# Windows 10 Boot Config Data Missing, Error 0xc000014c



## franciscomndrin

Four days ago I decided I needed to backup my computer so I downloaded easeus todo backup free and let it work. While it was backing up I did some general spring cleaning, ran disk cleanup, got rid of old downloads. Then randomly my computer crashed, restarted up to a blue screen saying:

Your PC/Device needs to be repaired
The Boot Configuration Data for your PC is missing or contains errors.
file:\Boot\BCD
Error code: 0xc000014c

I can no longer boot into windows.

I didn't create a recovery tool but I used my bootcamped macbook and windows media creation tool to put a windows 10 installer on a usb. I've been trying to use the repair options within the installer but nothing has worked so far:

- Start up repair doesn't work, get the message "startup repair couldn't repair your PC"

- I've also tried a couple of things in command prompt, sfc /scannow, but it hasn't worked either, maybe I'm not doing it right I'm not sure.

I'm not sure what else I can do, some help would really be appreciated!

Also, I'm running windows 10, upgraded from windows 7, on a custom built computer.


----------



## OldGrayGary

Hi ... and welcome to the forums ...

Since the Startup Repair didn't work, try the following method. It was suggested by a Microsoft engineer Sayan Ghosh in a post similar to yours last October (in a different forum) ...
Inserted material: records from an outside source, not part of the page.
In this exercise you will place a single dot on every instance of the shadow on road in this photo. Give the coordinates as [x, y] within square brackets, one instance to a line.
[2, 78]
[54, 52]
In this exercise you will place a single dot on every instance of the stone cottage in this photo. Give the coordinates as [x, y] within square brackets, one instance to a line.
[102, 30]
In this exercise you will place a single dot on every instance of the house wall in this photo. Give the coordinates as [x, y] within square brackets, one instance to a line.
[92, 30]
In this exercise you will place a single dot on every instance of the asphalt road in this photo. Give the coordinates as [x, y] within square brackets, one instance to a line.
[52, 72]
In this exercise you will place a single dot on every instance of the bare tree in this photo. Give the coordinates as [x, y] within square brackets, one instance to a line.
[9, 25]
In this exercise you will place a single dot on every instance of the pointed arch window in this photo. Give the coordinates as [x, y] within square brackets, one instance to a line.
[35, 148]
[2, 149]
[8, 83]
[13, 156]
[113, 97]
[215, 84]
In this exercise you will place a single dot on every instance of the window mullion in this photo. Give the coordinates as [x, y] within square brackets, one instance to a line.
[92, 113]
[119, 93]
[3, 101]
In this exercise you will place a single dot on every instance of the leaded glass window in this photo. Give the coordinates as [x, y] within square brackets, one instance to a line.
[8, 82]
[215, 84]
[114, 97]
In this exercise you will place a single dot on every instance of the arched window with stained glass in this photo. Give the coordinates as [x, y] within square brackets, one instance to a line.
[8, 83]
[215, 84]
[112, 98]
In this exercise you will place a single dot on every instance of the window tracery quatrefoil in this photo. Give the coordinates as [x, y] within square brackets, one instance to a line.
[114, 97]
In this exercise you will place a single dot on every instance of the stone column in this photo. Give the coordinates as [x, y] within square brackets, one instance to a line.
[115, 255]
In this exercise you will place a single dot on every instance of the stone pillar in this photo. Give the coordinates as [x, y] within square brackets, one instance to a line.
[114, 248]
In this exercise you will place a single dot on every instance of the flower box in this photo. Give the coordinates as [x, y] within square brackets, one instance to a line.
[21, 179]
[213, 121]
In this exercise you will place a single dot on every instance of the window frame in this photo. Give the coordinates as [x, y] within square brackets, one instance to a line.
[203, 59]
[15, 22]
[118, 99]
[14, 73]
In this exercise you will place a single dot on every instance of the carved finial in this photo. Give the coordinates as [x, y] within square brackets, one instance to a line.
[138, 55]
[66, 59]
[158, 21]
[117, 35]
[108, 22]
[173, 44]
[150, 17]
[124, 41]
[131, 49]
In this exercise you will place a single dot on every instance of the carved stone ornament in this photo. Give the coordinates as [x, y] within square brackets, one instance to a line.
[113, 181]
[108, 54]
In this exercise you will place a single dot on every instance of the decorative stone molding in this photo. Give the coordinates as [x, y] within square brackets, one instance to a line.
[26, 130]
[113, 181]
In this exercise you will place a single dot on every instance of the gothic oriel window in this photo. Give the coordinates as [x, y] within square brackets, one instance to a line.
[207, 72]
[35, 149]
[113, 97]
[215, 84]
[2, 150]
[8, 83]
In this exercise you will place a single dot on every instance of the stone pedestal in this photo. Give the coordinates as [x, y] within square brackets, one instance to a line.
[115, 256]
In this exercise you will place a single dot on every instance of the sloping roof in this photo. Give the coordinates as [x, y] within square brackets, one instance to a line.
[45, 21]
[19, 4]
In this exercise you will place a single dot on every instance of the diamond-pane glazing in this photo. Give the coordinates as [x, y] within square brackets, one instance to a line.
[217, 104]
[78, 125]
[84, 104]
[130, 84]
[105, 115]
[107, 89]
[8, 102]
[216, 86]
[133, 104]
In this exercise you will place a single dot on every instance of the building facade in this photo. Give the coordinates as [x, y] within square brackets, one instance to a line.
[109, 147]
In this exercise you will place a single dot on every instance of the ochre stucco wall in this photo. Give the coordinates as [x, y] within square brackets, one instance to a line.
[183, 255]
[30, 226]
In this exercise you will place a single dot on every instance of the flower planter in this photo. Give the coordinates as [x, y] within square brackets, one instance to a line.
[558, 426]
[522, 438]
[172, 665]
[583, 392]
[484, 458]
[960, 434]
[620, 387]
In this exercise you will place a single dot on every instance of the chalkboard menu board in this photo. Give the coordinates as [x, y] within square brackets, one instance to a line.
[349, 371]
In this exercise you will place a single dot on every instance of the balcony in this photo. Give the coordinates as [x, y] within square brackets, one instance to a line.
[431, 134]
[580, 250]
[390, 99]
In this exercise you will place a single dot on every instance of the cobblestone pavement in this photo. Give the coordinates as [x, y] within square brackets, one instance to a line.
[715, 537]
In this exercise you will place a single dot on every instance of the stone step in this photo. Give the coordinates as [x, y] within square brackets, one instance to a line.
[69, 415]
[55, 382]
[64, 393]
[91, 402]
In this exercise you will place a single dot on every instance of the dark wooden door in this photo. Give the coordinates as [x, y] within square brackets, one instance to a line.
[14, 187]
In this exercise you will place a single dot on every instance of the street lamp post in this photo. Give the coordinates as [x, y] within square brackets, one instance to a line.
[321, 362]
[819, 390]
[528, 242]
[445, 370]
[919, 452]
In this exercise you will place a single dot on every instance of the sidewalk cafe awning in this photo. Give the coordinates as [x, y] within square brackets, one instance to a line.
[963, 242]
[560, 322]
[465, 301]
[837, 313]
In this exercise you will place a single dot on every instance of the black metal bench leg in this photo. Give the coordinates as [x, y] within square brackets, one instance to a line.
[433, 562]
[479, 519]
***Please make extra sure beforehand that the *version* and *bit-depth* of Windows on your Windows 10 boot media matches the installed version exactly***

1) Use your *bootable Windows 10 USB* to start the computer.
2) Choose the keyboard language, etc. then go to *Repair your computer*
3) Select *TroubleShoot*
4) Select *Advanced Options*
5) Select *Command Prompt*
6) Type *chkdsk /f /r* *C*: [where *C is the drive letter of your system drive*]

When the disk check has finished, use the following commands (at the command prompt) to rebuild the BCD store:
1) *bootrec /scanos*
2) *bootrec /rebuildbcd*
3) *bootrec /fixmbr*
4) *bootrec /fixboot*

Let us know if this doesn't help: there are other things we can try.


----------



## franciscomndrin

Hi Gary

I should have mentioned this, but I'm using an ssd, it is safe to run check disk?

I tried the boot rec commands

- bootrec /scanos: found 1 installation on my e drive.

- bootrec /rebuildbcd: found 1 installation again, but when I tried to add it to the boot list it said "The requested system device cannot be found"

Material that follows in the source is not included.